Lemon’s attorney Marylin Bednarski argued that travel restrictions would harm her client’s ability to practice journalism saying, “that’s what he does.”

Donahue largely agreed with the defense in outlining the terms of Lemon’s release, requiring court permission for international travel and agreeing to allow Lemon to take a pre-planned vacation to France this summer.

Lemon, wearing a beige suit coat and sweater and light jeans, spoke only briefly in response to Donahue’s questions about his rights. At one point when Robbins read from the indictment allegations that Lemon had obstructed worshipers from leaving the church, the veteran journalist laughed to himself and shook his head.

Press advocates and Democratic leaders have seized on the arrest, saying it marks a new low in the president’s long-running assault on the media that has included several civil lawsuits over allegedly biased coverage and earlier this month the seizure of a Washington Post reporter’s computer and phone

Los Angeles Mayor Karen Bass watched the court proceedings from the second row of the gallery. Before a bank of news cameras outside afterward, she said what she saw was “an embarrassment on the part of the government.”

Bass warned the assembled journalists that the Trump administration’s actions showed that any reporters who cover controversial events could be subject to arrest.

“I hope all of you register the seriousness of this assault on democracy,” Bass said. “Because if they come for one, they can come for all of us.”

The indictment contends that Lemon broke the law because he was aware of the protesters’ plan in advance and took steps to keep it secret before the demonstration began — a fact he repeatedly disclosed on his livestream. The grand jury also contends Lemon attempted “to oppress and intimidate” a pastor at the church, who was “largely surrounded” by Lemon and other defendants as Lemon allegedly “peppered him with questions to promote the operation’s message.”

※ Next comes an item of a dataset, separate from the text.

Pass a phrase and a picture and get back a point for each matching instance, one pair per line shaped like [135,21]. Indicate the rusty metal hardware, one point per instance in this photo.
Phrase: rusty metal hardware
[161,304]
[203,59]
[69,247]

The indictment also alleges that Lemon “confronted some congregants and physically obstructed them as they tried to exit the Church building to challenge them with ‘facts’ about U.S. immigration policy.”

Three protesters were arrested and charged last week for their roles in the demonstration.

One of those who was arrested Friday, Georgia Fort, said in a video posted on Facebook that she was also acting as a journalist at the protest. Federal officials also sought to charge a producer who shot the video of Lemon that was livestreamed from the church last week.

At hearings in Minneapolis on Friday, U.S. Magistrate Judge Dulce Foster rejected prosecutors’ request to detain Fort and two other defendants pending trial, the Associated Press reported.

Lemon’s arrest sparked huge interest in LA. By mid-morning, two dozen news cameras had already been set up in the courtyard outside the towering courthouse downtown.

Even before Lemon was added to the court’s calendar, the day already was shaping up to be chaotic, with protests planned across the region as part of to coincide with nationwide anti-ICE demonstrations. The largest of them was blocks away planned for 1 p.m. outside LA City Hall just blocks away. Signs outside the federal building warned that some courtrooms were closing at noon on account of the protests.

Political opponents to Trump were quick to weigh in, with California Gov. Gavin Newsom among a host of Democratic leaders to rebuke Lemon’s arrest, saying that “Putin would be proud.”

“A free press isn’t the enemy,” Newsom said. “It’s the safeguard.”

The White House, meanwhile, celebrated the decision, posting a photo of Lemon on X Friday, saying that he was arrested for “involvement in the St. Paul church riots.”

“When life gives you lemons…” the account added, alongside an emoji depicting chains.